Brief met advies voor pensioenregeling
De Stichting van de Arbeid gaat namens de werkgeversorganisaties en vakbonden alle sectoren zonder pensioenregeling aanschrijven met het dringende advies om een pensioenregeling overeen te komen, een belangrijke stap. In Nederland maken werkgevers en werknemers samen afspraken over het arbeidsvoorwaardelijk pensioen.
Vrijwillige toetreding
De Stichting van de Arbeid zal ook het dringende advies geven aan sectoren met een pensioenregeling bij een pensioenfonds om de vrijwillige toetreding voor niet-gebonden werkgevers eenvoudiger te maken. Vooral na het afschaffen van de doorsneesystematiek kan dit straks een zeer aantrekkelijk middel zijn om als werkgever vrijwillig aan te sluiten bij een bedrijfstakpensioenfonds.
Toetredingsleeftijd naar 18 jaar
In de CAO-aanbeveling is ook expliciete aandacht voor het verlagen van de toetredingsleeftijd voor pensioenopbouw naar 18 jaar. Uit een eerder gedeeld overzicht blijkt dat de pensioenregelingen met de meeste deelnemers al een lagere toetredingsleeftijd hanteren dan de wettelijk vastgelegde maximale toetredingsleeftijd van 21 jaar. Als blijkt dat de CAO-aanbeveling tot onvoldoende resultaat leidt, kan worden overwogen om de wettelijke toetredingsleeftijd neerwaarts bij te stellen. Ook op dit punt zullen sociale partners nog een achterbanraadpleging uitvoeren en de minister uiterlijk op 31 oktober over de uitkomsten informeren.
Basispensioenregeling
Sociale partners gaan samen met pensioenuitvoerders een basispensioenregeling ontwikkelen.

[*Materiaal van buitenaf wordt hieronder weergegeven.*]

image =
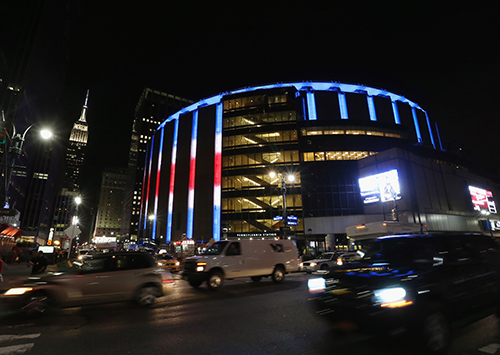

Hiermee wordt het makkelijker voor kleinere en startende werkgevers om een pensioenregeling aan te bieden.
De Stichting van de Arbeid gaat hiermee aan de slag zodra de Tweede Kamer met het wetsvoorstel Wet toekomst pensioenen heeft ingestemd.
Sector- en SBI-codes
De Stichting van de Arbeid geeft aan dat sector- en SBI-codes een belangrijke rol vervullen bij een effectieve vaststelling en handhaving van de werkingssferen van verplichtgestelde pensioenfondsen. De Stichting van de Arbeid verzoekt de sectorcodes niet af te schaffen tot er een goed werkend alternatief voorhanden is.
Mogelijke alternatieven
De sector- en SBI-codes zijn ook nodig voor een tool die wordt ontwikkeld door de Pensioenfederatie, waarbij werkgevers eenvoudig kunnen zien bij welk pensioenfonds zij zich moeten of kunnen
aansluiten. Het voornemen is dat de sectorcodes op te termijn komen te vervallen. In dat geval is het gewenst dat er een bruikbaar alternatief is. Het vinden van een werkbaar, breed gedragen alternatief kost tijd. Er is echter nog geen concreet tijdspad. Om tijdig voorbereid te zijn, is het ministerie van SZW in overleg met de Pensioenfederatie om gezamenlijk op zoek te gaan naar mogelijke alternatieven. Daarbij worden de eventuele mogelijkheden van de SBI-codes betrokken.
Brede publiekscampagne
Sociale partners adviseren om een brede publiekscampagne ten behoeve van pensioenbewustzijn op te zetten. Op dit moment wordt de publiekscommunicatie over de invoering van de nieuwe pensioenregels verder uitgewerkt. De communicatie is er onder andere op gericht om het pensioenbewustzijn onder alle groepen in de samenleving te vergroten. Daarbij wordt bezien hoe mensen die (nog) geen pensioen opbouwen via de werkgever kunnen worden bereikt.
Zelfstandigen
De minister deelt de constatering van de Stichting dat met het wetsvoorstel Wet toekomst pensioenen belangrijke en noodzakelijke stappen worden gezet om de pensioenopbouw door zelfstandigen in de toekomst te verbeteren. Zij is ook met de Stichting van mening dat de maatregelen uit het coalitieakkoord over de hervormingen van de arbeidsmarkt een positieve doorwerking hebben op de pensioendeelname in de tweede pijler. Zij kijkt uit naar het advies van de Stichting over het verder stimuleren van pensioenopbouw door zelfstandigen in de tweede pijler.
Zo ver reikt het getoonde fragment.